Nonostante i problemi legati alla siccità e alla raccolta anticipata, la vendemmia 2022 si prospetta buona e conferma il grande livello professionale della filiera vitivinicola italiana. È quanto emerge dall’analisi dei primi dati elaborati dal Centro di ricerca di Viticoltura ed Enologia del Crea.
Leggendo le tendenze previsionali per la vendemmia appena partita, l’Italia è stata accomunata da un andamento meteo omogeneo da nord a sud della penisola. Alte temperature e in particolare siccità hanno caratterizzato la primavera e l’estate italiana. Nonostante le difficoltà del meteo, si può affermare che il 2022 abbia incoronato il vigneto italiano come resiliente ai cambiamenti climatici, che mai come in quest’annata è stato messo alla prova dalle condizioni metereologiche che non sono state così avverse ed ostiche.
“Molto lavoro è stato fatto e sicuramente abbiamo ancora margini importanti di miglioramento – ha affermato Riccardo Velasco, direttore Crea Viticoltura ed Enologia – basti pensare alle nuove varietà resistenti agli stress che il Crea ha già selezionato, grazie alle tecniche di evoluzione assistita, e che aspettano di essere sperimentate, ma se ad oggi possiamo considerare salva la vendemmia 2022 molto lo dobbiamo al lavoro straordinario dei nostri viticoltori che hanno saputo gestire sapientemente le bizzarrie di questo clima inconsueto, sfruttando le innovazioni della ricerca e adeguando di conseguenza concimazioni, irrigazioni e trattamenti”.

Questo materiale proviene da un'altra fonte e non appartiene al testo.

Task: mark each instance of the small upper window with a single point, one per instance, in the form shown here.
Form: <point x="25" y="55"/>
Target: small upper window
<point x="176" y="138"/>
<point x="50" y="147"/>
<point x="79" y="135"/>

Dal punto di vista fitosanitario l’annata si presenta buona, come indicano i dati rilevati da Patrick Marcuzzo del Crea Viticoltura di Conegliano. La penuria di precipitazioni ha sicuramente facilitato il controllo delle malattie fungine, riducendo anche il numero di interventi fitosanitari: la peronospora è praticamente assente in tutto il territorio italiano, si rileva solo la presenza di alcuni focolai di oidio ma sono situazioni sotto controllo. Anche della botrite non c’è traccia, nemmeno nelle cultivar particolarmente suscettibili e a grappolo compatto. Da evidenziare solamente il problema della flavescenza dorata che ha interessato soprattutto l’area viticola del nord Italia, in particolare Veneto, Emilia-Romagna, Piemonte e Lombardia.
Il 2022 non sarà ricordato come un’annata abbondante, a causa soprattutto dei vigneti non serviti da impianti di irrigazione o bacini di raccolta delle piogge. Per la qualità invece, le uve hanno un contenuto di zuccheri e sostanze coloranti superiori alla norma, mentre viene costantemente monitorata l’acidità per cogliere l’ideale momento di raccolta. La carenza di escursione termica giorno-notte ha per adesso influenzato la qualità in alcune zone, ma queste ultime settimane potrebbero compensare, dato l’attuale andamento climatico. L’anticipo rispetto al 2021 è importante e variabile da circa 7 giorni a 20, a seconda delle diverse aree viticole.
Per quanto concerne le quantità di produzione si prevedono: in Friuli-Venezia Giulia e in Veneto in leggero calo rispetto al 2021 (-10 per cento e 5 per cento rispettivamente) principalmente a causa della scarsità di piogge e dell’impossibilità di irrigare i vigneti in alcune aree, quelle collinari in particolare. In Trentino-Alto Adige la produzione è in leggero aumento, +5–6 per cento rispetto al 2021, in particolare per le cultivar autoctone a bacca rossa (Teroldego e Marzemino). Lombardia ed Emilia-Romagna registrano una flessione delle produzioni in particolare per la zona dell’Oltrepò e per la collina romagnola. Il Piemonte, invece, ha risentito meno della drammaticità dell’annata dove si prevede una riduzione, rispetto al 2021, solo di qualche punto percentuale. In altre due regioni viticole italiane, Toscana e Puglia, si registrano produzioni leggermente superiori rispetto al 2021 per motivazioni diverse: la Toscana è stata interessata da una forte gelata nella scorsa annata che aveva compromesso buona parte della produzione ma ha recuperato quest’anno. In Puglia la fertilità delle gemme è buona e superiore alla media e nei vigneti irrigui si prevede fino ad un 10 per cento in più. La Sicilia, infine, è la regione che ha sofferto di più in quest’annata soprattutto nei vigneti non irrigui, con cali pari a un –5 per cento / -10 per cento rispetto l’annata precedente.